Por Pablo Iglesias Simón / @piglesiassimon
Adrian Tomine es un maestro en retratar lo cotidiano a través de instantáneas que escapan a la domesticación de lo fabular. Sus historias son nudos sin planteamiento ni desenlace, fragmentos candidatos a ser elididos que, con una aparente distancia y frialdad, consiguen penetrar cándidamente en las entrañas de la banalidad de nuestro existir. Anécdotas que, sin preguntar ni afirmar nada, cuestionan y revelan. Que rehuyen la posibilidad de narrar algo, porque todo lo que cuentan está en lo que callan. Que sacan lo que ocultamos debajo de la alfombra y visibilizan lo que ocurre entre los bastidores de nuestra vida.
Sonámbulo y otras historias contiene dieciséis relatos que hablan del amor cuando ya no está, de las múltiples caras de la soledad, de la lejanía de lo que tenemos cerca.

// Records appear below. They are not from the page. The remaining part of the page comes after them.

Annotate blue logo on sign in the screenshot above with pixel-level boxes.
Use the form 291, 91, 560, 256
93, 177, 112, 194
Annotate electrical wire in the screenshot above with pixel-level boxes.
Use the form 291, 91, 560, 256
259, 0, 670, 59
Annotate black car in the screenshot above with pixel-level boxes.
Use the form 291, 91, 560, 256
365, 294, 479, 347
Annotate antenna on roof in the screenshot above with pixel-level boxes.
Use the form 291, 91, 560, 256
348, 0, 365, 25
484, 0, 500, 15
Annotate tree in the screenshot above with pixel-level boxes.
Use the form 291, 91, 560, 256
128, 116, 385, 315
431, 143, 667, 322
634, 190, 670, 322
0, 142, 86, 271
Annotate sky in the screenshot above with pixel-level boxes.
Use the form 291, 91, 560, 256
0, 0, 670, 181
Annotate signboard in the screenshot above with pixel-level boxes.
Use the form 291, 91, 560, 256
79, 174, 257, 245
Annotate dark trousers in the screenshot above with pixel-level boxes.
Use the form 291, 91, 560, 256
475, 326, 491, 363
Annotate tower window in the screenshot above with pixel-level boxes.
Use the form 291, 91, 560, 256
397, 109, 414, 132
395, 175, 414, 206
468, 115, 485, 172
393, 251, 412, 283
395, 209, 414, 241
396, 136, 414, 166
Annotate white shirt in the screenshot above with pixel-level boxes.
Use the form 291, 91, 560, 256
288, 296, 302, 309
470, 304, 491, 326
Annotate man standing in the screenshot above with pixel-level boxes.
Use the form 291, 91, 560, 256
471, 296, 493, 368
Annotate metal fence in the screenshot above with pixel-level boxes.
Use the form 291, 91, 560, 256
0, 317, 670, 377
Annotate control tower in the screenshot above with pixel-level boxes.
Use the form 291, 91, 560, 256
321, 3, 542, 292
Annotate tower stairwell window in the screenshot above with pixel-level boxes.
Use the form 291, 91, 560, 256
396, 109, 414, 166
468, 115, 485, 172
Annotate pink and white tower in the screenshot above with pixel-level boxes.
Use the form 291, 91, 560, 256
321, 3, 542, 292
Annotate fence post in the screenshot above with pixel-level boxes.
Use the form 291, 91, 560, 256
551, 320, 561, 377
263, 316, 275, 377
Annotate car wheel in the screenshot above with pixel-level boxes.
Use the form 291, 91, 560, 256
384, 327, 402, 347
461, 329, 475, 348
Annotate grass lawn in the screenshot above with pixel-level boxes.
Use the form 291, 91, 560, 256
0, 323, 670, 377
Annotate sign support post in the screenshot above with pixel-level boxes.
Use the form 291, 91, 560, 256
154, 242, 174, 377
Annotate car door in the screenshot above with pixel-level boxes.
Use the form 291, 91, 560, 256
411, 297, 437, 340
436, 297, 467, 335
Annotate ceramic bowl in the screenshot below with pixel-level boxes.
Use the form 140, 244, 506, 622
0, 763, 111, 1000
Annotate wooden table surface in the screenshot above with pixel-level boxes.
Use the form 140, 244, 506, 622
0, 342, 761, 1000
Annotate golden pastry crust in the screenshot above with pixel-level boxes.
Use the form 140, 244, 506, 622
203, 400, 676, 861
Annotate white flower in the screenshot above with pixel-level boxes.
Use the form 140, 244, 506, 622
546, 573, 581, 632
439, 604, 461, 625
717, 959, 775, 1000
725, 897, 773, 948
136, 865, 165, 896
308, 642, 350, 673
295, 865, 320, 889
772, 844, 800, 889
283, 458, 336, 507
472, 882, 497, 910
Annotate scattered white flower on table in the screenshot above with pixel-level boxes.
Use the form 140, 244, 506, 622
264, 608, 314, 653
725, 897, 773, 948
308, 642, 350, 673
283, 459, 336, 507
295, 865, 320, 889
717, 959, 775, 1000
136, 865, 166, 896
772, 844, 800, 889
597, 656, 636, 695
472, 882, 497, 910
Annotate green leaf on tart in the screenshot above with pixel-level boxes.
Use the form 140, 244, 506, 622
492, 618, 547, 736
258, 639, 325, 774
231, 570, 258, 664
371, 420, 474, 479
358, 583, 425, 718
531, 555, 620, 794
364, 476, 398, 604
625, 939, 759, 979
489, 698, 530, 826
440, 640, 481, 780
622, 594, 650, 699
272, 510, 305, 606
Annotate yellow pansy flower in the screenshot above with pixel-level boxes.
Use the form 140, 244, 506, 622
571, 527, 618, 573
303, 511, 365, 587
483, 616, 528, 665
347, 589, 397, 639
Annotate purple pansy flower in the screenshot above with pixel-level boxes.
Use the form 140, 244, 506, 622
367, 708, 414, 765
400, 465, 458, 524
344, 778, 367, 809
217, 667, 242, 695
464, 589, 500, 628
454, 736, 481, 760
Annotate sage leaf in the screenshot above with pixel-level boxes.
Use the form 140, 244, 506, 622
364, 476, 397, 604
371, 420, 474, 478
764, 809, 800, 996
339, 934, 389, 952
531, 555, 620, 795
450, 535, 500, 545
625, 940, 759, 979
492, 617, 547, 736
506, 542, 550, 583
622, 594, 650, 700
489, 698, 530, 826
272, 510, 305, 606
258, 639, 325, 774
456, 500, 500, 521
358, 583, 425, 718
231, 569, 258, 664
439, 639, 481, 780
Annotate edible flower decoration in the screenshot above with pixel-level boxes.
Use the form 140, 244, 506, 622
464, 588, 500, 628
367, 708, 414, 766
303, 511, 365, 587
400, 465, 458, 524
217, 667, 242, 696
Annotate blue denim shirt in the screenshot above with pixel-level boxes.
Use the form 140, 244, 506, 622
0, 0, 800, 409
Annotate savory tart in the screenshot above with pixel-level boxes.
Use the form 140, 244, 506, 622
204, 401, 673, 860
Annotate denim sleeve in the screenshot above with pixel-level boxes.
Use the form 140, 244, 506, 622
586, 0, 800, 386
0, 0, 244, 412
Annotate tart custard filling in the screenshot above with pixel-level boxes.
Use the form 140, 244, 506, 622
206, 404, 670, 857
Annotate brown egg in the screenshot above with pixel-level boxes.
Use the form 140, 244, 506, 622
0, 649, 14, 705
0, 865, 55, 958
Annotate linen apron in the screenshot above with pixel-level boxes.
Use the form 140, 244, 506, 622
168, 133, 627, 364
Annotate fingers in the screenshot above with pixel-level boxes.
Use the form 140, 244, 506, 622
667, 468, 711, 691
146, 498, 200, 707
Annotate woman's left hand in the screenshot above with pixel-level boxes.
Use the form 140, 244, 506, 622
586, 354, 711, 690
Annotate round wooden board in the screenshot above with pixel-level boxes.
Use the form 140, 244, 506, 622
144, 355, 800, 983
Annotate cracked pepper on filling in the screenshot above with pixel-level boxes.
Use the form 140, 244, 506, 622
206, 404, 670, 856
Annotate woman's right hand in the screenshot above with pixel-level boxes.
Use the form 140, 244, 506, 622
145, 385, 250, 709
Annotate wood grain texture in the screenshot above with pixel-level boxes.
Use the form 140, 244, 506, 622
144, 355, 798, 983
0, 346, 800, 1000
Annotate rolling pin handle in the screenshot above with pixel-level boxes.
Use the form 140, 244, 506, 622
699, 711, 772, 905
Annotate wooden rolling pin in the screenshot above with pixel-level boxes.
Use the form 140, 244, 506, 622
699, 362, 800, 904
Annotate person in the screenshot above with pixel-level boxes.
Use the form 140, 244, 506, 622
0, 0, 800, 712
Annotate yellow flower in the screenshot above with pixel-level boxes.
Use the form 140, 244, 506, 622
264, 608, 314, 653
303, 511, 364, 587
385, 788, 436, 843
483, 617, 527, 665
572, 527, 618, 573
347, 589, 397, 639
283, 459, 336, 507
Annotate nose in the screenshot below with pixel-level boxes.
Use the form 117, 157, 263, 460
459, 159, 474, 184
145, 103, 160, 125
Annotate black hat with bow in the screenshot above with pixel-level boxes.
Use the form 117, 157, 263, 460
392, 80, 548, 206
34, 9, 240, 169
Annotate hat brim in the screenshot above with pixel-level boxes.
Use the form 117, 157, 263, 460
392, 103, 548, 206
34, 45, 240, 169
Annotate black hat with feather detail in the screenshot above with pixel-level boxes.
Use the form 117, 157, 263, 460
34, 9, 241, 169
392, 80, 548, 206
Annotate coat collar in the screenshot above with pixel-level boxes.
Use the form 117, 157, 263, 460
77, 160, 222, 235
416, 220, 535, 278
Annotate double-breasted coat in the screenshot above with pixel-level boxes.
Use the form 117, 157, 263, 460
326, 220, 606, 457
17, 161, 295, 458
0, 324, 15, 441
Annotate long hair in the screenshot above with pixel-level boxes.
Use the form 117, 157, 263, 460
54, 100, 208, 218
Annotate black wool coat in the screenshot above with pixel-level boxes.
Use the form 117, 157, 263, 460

Así nos trasladan a incómodos reencuentros con ex parejas, el día a día de un trabajo de verano indeseado, la difícil vuelta a casa tras perder un vuelo a ninguna parte o la lectura obsesiva de los anuncios por palabras, antesala del voyerismo de las actuales redes sociales.
Con Rubia de verano, Tomine aumenta la extensión de sus relatos, en este caso cuatro, para realizar un elogio de pringados y marginados: un escritor mediocre de cierto éxito a quien un bloqueo literario le hará enfrentarse a las frustraciones de su pasado; un mirón inseguro que se convertirá en un acosador a su pesar; una simpática telefonista, incapaz de comunicarse con las personas cara a cara; y dos adolescentes perdidos buscando la aceptación en los demás.
En Intrusos continúa esta crónica perturbadora, ahora teñida de color y en seis historias, que nos hará conocer, entre otros, a un obstinado jardinero, que luchará en vano por popularizar el imposible arte de la “hortiescultura”, una joven, que tendrá que lidiar con los equívocos que provocará su parecido a una estrella del porno, una ex alcohólica, obligada en su desesperación a convivir con un maltratador o la triste historia de la pérdida de un ser querido narrada con el entusiasmo de una aprendiz de monologuista sin ninguna gracia.